A falta de transparência na determinação dos preços finais dos medicamentos é um problema regulatório significativo no Brasil. O país emprega um sistema de controle de preços estabelecendo valores máximos, denominados preços teto, para cada apresentação farmacêutica disponível no mercado. Esse sistema é supervisionado pela Câmara de Regulação do Mercado de Medicamentos (CMED), criada em 2003 pela Lei n° 10.742/2003. Após o registro de um medicamento pela Anvisa, o laboratório responsável deve apresentar à CMED um relatório detalhando o preço proposto para sua comercialização. A CMED, por sua vez, é encarregada de limitar e fiscalizar os preços dos medicamentos no país.

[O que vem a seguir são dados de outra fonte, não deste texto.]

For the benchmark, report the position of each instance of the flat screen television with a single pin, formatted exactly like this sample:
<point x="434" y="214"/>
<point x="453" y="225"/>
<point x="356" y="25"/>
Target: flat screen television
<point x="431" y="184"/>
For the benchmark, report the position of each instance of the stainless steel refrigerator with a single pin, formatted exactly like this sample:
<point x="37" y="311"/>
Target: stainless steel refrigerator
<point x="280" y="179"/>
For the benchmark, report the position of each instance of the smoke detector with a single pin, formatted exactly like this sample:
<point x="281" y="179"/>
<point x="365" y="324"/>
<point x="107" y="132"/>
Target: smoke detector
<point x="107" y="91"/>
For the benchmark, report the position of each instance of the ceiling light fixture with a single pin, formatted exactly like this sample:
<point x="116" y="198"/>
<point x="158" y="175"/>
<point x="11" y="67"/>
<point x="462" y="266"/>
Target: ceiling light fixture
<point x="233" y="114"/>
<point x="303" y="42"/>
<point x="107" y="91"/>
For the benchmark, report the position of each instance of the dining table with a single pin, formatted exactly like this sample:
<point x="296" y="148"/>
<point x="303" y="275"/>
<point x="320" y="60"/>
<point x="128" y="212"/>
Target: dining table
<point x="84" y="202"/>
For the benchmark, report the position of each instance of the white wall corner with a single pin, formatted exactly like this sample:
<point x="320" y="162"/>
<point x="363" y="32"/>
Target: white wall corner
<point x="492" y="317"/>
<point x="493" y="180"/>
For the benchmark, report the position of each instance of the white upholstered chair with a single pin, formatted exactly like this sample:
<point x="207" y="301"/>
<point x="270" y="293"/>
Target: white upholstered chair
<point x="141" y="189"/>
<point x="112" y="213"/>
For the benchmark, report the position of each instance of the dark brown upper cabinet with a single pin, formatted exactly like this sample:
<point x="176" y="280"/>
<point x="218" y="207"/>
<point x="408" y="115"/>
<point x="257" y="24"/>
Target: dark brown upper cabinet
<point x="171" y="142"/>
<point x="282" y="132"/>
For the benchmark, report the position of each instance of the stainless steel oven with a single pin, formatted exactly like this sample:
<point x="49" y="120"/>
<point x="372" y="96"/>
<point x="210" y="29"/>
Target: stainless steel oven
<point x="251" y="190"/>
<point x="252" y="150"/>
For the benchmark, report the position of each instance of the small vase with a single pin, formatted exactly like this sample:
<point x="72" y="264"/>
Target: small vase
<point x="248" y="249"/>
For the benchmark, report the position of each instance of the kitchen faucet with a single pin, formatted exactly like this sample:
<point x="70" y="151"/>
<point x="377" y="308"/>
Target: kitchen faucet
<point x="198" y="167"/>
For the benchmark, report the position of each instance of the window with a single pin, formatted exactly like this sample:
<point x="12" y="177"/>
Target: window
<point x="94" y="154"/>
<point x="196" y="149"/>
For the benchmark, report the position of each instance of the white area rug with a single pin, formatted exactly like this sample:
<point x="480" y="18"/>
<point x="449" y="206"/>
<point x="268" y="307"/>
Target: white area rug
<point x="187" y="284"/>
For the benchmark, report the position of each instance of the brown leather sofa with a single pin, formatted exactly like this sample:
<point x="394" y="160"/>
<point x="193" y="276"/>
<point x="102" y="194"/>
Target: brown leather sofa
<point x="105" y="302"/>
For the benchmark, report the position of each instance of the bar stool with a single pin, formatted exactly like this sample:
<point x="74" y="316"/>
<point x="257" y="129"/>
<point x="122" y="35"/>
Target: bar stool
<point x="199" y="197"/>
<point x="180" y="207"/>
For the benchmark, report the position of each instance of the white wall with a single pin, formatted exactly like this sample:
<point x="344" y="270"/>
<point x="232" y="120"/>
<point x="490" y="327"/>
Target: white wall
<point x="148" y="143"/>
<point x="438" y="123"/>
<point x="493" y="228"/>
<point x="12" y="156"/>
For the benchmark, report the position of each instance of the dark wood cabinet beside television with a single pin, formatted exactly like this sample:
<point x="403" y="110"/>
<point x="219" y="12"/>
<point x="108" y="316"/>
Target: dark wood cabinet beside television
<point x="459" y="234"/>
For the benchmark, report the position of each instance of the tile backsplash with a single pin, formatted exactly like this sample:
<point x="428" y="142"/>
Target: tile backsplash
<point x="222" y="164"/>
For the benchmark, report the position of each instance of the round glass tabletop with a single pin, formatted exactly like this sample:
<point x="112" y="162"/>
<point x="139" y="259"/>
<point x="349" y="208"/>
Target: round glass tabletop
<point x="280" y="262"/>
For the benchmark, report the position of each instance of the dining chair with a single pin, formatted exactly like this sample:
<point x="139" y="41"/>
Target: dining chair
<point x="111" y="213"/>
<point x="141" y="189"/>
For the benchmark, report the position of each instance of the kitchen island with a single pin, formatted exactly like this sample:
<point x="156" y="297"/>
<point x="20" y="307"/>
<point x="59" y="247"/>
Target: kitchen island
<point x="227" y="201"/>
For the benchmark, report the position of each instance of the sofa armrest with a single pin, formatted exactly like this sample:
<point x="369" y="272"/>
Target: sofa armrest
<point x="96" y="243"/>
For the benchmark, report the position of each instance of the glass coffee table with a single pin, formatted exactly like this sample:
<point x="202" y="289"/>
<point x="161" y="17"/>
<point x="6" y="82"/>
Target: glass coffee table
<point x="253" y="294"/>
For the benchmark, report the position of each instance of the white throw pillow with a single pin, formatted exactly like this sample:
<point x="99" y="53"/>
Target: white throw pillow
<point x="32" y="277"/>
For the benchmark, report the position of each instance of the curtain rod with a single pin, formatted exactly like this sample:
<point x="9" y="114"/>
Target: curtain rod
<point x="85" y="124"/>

De acordo com um estudo do IDEC, a discrepância entre os preços dos medicamentos pesquisados e o preço teto estabelecido é alarmante, chegando a atingir até 936,39% nos valores praticados em compras públicas e 384,54% nas compras realizadas pelos consumidores em farmácias. Essa disparidade ressalta a necessidade urgente de uma maior transparência e fiscalização efetiva sobre os preços dos medicamentos para garantir uma distribuição justa e acessível dos mesmos à população.
No caso do fostensavir, surpreende que o preço proposto pela ViiV/GSK para a compra única do Ministério de Saúde não se diferencie do preço estipulado pela CMED. Entretanto, vejamos o caso do dolutegravir (DTG), antirretroviral utilizado por mais de 500 mil pessoas vivendo com HIV/AIDS no Brasil. Em compras públicas do governo, uma caixa com 30 comprimidos custou R$132, mas possui o preço teto de R$ 1.247,76. Isto significa que, do dia para a noite, a ViiV/GSK pode aumentar em 10 vezes o preço da caixa sem infringir a lei. Um detalhe importante no caso do dolutegravir é que atualmente o Ministério da Saúde adquire a unidade a R$4,40. Entretanto, segundo apropriação de custo elaborada por Eloan Pinheiro, considerando o preço do Insumo Farmacêutico Ativo a US$ 400,00kg e as despesas gerais e lucros em 50%, a unidade do comprimido do DTG poderia ser produzida a R$ 0,68. Há uma grande disparidade entre o preço de venda, o custo de produção e o preço regulado pela CMED.
O caso do fostensavir evidencia a urgência de uma regulação mais coerente com a realidade brasileira no que diz respeito à precificação de medicamentos, especialmente no âmbito das compras públicas. Não podemos ignorar o fato de que vidas estão sendo precificadas, enquanto a indústria farmacêutica transnacional lucra à custa do sofrimento e das necessidades das pessoas. Não podemos simplesmente aceitar isto como realidade.
Medicamento não é artigo de luxo! A indústria farmacêutica se aproveita das lacunas na regulação para aumentar seus lucros de forma abusiva, prejudicando tanto a saúde dos consumidores quanto os recursos do SUS. Para alterar essa realidade, é imprescindível uma nova legislação que redefina as regras para o cálculo dos preços-teto de medicamentos no país e obrigue a indústria farmacêutica a operar com maior transparência e responsabilidade social. Somente assim poderemos garantir um acesso justo e equitativo aos medicamentos essenciais para a população brasileira. O projeto de lei 5591/2020 visa suprir essa lacuna levando em conta a realidade do país, permitindo um reajuste negativo que não está previsto na norma atual, Ele demanda a transparência da indústria e a participação social na CMED, mas está parado no Senado desde abril de 2023. Enquanto isso, o Estado segue refém dos preços abusivos e injustificados impostos pelas farmacêuticas.